Besides, the recent licensing of new insurance and reinsurance firms by the National Insurance Commission (NAICOM) promoted by top brand individuals and corporate investors, is an eye- opener for them to build capacity that would take big ticket risks through consolidation of their operations.
For instance, an insurance and reinsurance technocrat and outgoing group Managing Director/chief executive, Femi Oyetunji, warned that unless the number of insurance firms are reduced to not more than 20 strong underwriting companies , the Nigerian insurance market cannot compete with their international risk market.
The reinsurance manager in an interview with This day Newspapers said “If we don’t reduce the number of insurance companies in this market, we are not going anywhere. My personal belief is that 15 to 20 well-capitalized, skilled insurance companies will transform the industry.
According to him, he would like to see insurance companies talking to each other, looking for synergy, and saying, let us come together.

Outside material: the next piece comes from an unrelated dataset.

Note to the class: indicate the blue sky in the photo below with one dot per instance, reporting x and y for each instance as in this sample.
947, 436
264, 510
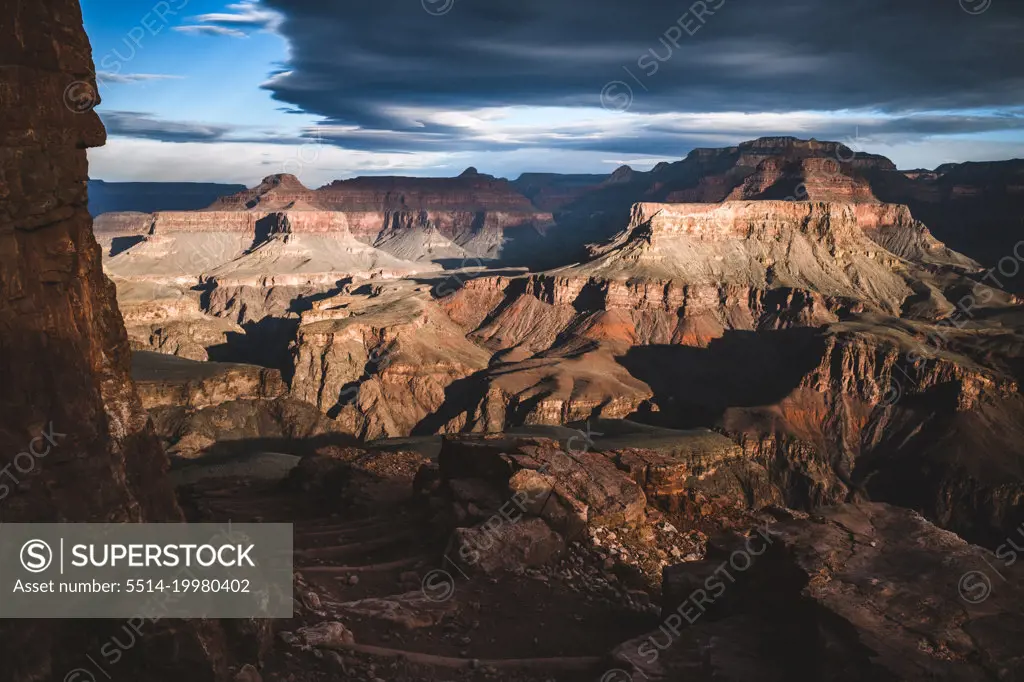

He said the biggest threat at the moment is that global players with big capital and all that it takes to drive growth are here and taking a position and that at the end of the day, they will take away the expected benefits.
“We can clearly see the danger, having seen the trend. Why we have not seen many of them at the moment is because of the economic situation. Once the situation improves, the big players from America and Europe will come in and dominate, and that is where the benefits will go. If the global players are based in the US, UK, or Germany, they will take the benefits to those places.
“What I will like to see is consolidation, having fewer insurance companies that have the requisite skills, the analytics, the technology and the products that people want. That is what will move us from the current less than one per cent penetration to at least double of that size at first, then we can get to five per cent, 10 per cent and more. Imagine the kind of industry we will have when the penetration gets to five percent!” he said.
Also, PricewaterhouseCoopers, a multinational professional services network of firms stated this in a report titled “Insurance penetration in Nigeria” observed that the Nigerian insurance industry is performing below its risk capacity evident by the low patronage of insurance services in the country.
According to the firm, insurance sector if successful will support development and growth in the economy, encourage savings and investment, aid job creation and growth in capital markets and financial assets.
The insurance stocks on the Nigerian Stock Exchange, NSE, are not performing well as they should, given the apathy of investors who believe that insurance firms are not well managed, thus affecting profitability.
Besides, from the regulatory issues which operators in the industry are grappling with, poor patronage of insurance in Nigeria could be blamed on relationship management by some insurance companies which sometimes is below par because an average customer simply wants to be comfortable.
Such relationship challenges, according to the report, have their basis in weak corporate governance and risk management framework which sometimes make the companies seem unfriendly particularly when there are claims to be made by customers thus creating doubts about how well the insurance companies may be trusted.
“At the heart of this, customers often complain about the lack of flexibility and technology-driven innovation in terms of the kind of insurance policies and packages that meets today’s upwardly mobile audience of contemporary insurance,” the report said.
According to Coopers, the implications of these challenges on the industry are rife. For instance, in 2018, the Enhancing Financial Innovation & Access, EFInA report stated that of the 99.6 million adult population in Nigeria, only 1.6 per cent have insurance covers even though nearly 40 per cent of them have access to financial services.
According to Coopers, lack of awareness remains a key barrier as a massive 77.2 per cent of the adult population are not aware of insurance. Although largely due to the knowledge gap, the low-income level of the citizens makes it difficult to be convinced of buying insurance on a risk that may not happen, the benefits notwithstanding. Essentially, there is an urgent need to address these issues and grow the insurance industry in Nigeria. To this development, insurance experts have said that insurance companies in Nigeria must be deliberate and diligent in addressing these issues to curate the lethargy in patronage.